PIERRE GABRIEL
Marche en toi-même, écarte
Les buissons du feu,
Laisse tes doigts de nuit
Dénouer l'écheveau du sang neuf.
Fie-toi à la lueur des mots,
Aux signes dont l'amour
jalonne à ton insu ta route.
Que tes doigts de clarté
Sachent surprendre au secret de ta chair
Ce que tait le figuier
De la ferveur des guêpes.
Tu n'es toi-même qu'au delà
De ta propre lumière.
Éditions Rougerie. Mortemart
87330 Mézières-sur-Issoires.
Dépôt Légal : janvier 1979
Vie et mort ne font qu'un, l'arbre te donne sève
Et la pierre m'étreint dans son étau de nuit,
Chaque souffle nous met au monde, chaque voix
Qui se tait te fait signe et m'entraîne au-delà
De cette image obscure en qui je m'incarnais.

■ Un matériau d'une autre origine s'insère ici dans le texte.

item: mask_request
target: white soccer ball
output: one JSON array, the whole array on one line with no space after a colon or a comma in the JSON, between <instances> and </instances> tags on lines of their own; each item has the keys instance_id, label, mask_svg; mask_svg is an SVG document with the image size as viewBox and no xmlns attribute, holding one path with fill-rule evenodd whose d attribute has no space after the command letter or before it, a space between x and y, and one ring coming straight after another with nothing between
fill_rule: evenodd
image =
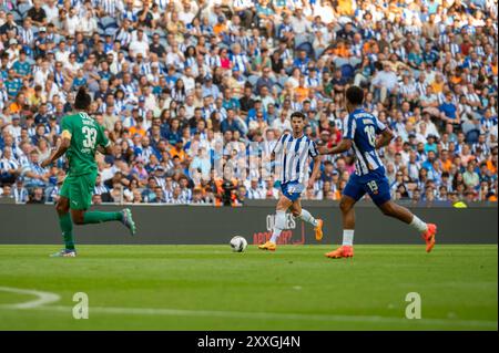
<instances>
[{"instance_id":1,"label":"white soccer ball","mask_svg":"<svg viewBox=\"0 0 499 353\"><path fill-rule=\"evenodd\" d=\"M243 252L247 247L247 241L243 237L235 236L231 239L231 248L234 252Z\"/></svg>"}]
</instances>

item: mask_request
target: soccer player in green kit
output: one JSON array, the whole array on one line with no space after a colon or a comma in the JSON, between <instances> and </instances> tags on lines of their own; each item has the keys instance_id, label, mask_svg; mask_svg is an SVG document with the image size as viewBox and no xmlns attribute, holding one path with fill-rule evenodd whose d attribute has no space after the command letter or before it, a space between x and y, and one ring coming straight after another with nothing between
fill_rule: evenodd
<instances>
[{"instance_id":1,"label":"soccer player in green kit","mask_svg":"<svg viewBox=\"0 0 499 353\"><path fill-rule=\"evenodd\" d=\"M62 142L60 146L48 159L41 163L42 167L47 167L64 154L67 154L69 160L68 176L55 205L65 248L52 255L52 257L77 256L73 222L75 225L90 225L120 221L129 228L132 236L136 231L130 209L123 209L119 212L88 211L98 176L95 152L111 154L111 142L104 135L102 126L86 114L91 102L92 100L85 90L80 89L74 101L74 114L62 118Z\"/></svg>"}]
</instances>

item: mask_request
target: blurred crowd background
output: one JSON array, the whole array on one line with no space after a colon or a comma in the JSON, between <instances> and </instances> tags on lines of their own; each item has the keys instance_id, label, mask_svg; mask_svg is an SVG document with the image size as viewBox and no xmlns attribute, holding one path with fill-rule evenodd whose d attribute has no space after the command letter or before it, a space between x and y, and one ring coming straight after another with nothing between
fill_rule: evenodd
<instances>
[{"instance_id":1,"label":"blurred crowd background","mask_svg":"<svg viewBox=\"0 0 499 353\"><path fill-rule=\"evenodd\" d=\"M497 201L497 0L0 0L0 197L57 200L65 160L39 163L85 86L116 142L94 204L276 199L265 156L289 115L336 144L356 84L396 133L394 198ZM304 198L339 199L354 158L324 156Z\"/></svg>"}]
</instances>

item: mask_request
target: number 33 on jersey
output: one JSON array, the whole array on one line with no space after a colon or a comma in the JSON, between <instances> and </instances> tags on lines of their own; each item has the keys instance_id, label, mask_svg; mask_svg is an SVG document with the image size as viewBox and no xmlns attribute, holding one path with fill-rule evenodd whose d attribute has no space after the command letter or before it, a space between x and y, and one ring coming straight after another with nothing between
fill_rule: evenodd
<instances>
[{"instance_id":1,"label":"number 33 on jersey","mask_svg":"<svg viewBox=\"0 0 499 353\"><path fill-rule=\"evenodd\" d=\"M96 170L95 150L108 147L110 142L99 123L86 113L67 115L61 122L62 137L71 138L67 156L72 176Z\"/></svg>"}]
</instances>

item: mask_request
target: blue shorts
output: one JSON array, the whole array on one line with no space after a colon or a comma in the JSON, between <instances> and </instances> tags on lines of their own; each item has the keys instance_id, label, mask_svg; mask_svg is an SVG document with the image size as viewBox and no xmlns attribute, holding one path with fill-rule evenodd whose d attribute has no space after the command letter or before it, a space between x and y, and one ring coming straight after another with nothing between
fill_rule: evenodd
<instances>
[{"instance_id":1,"label":"blue shorts","mask_svg":"<svg viewBox=\"0 0 499 353\"><path fill-rule=\"evenodd\" d=\"M288 181L286 184L281 184L281 191L283 191L283 195L291 199L293 203L302 196L304 189L305 186L298 181Z\"/></svg>"},{"instance_id":2,"label":"blue shorts","mask_svg":"<svg viewBox=\"0 0 499 353\"><path fill-rule=\"evenodd\" d=\"M390 186L384 169L379 168L379 170L363 176L353 174L343 190L343 195L349 196L356 201L366 193L369 194L376 206L381 206L390 200Z\"/></svg>"}]
</instances>

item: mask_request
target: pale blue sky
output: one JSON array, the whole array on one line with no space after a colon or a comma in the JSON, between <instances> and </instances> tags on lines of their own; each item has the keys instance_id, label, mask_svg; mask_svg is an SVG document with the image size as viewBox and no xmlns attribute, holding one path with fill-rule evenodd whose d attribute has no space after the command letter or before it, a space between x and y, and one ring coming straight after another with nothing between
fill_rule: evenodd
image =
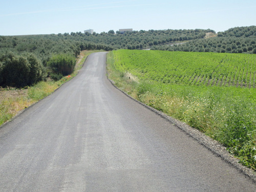
<instances>
[{"instance_id":1,"label":"pale blue sky","mask_svg":"<svg viewBox=\"0 0 256 192\"><path fill-rule=\"evenodd\" d=\"M256 25L255 0L2 0L0 35Z\"/></svg>"}]
</instances>

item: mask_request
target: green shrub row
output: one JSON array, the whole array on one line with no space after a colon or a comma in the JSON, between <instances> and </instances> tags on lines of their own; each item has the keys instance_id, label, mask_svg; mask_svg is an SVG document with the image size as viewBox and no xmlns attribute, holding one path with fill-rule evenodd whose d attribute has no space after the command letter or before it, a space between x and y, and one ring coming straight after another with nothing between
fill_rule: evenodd
<instances>
[{"instance_id":1,"label":"green shrub row","mask_svg":"<svg viewBox=\"0 0 256 192\"><path fill-rule=\"evenodd\" d=\"M33 55L7 53L0 57L0 87L22 88L45 80L46 73Z\"/></svg>"}]
</instances>

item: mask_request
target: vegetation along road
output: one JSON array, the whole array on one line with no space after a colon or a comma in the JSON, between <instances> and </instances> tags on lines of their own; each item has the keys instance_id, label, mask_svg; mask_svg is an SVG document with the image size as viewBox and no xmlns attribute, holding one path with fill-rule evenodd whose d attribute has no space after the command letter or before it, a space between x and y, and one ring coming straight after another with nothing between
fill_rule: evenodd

J'avance - mais vers quel impossible passage
Entre l'aube et le jour, entre moi-même et moi?
Un pas de plus. toute seconde est la dernière.
Nous mourons sans mourir, pour l'ultime sursis
De vivre chaque instant dans son éternité.
VOIX D'ENCRE 1997
En nous depuis toujours tracé, l'étroit sentier où nous marchons, de front,
D'un même pas, d'un même sang, vers notre terre reconnue.
En nous, multiple, le chemin vers l'horizon semblable où lèvera sans cesse resurgie, la même vague de lumière.
Rien n'entrave la houle à la crête des blés. Une poignée de neige, et le ruisseau court à la mer.
Ainsi,
Unique, en vérité, la route qui prend source au plus noir de la nuit,
Et l'un vers l'autre nous emporte,
Et l'un vers l'autre nous unit d'un même flux vivant roulant vers le soleil.
Une feuille parfois
Se déplie sur sa branche
Avec un bruit si neuf
Dans le matin glacé,
Mais si définitif
Que l’on reste accablé
D’avoir surpris le temps
En train de sécréter
Sa propre éternité.
Au bout du chemin
Un chemin semblable.
Un autre, au-delà,
Plus sombre et plus nu,
Et le même encore,
Forant l’horizon
Jusqu’au cœur du temps.
Pas après pas cède la nuit
Qui nous barrait la route,
Et chaque pas pourtant
La referme derrière nous,
Muraille haut dressée
Dont le faîte s’étoile
Du sang d’un oiseau fracassé.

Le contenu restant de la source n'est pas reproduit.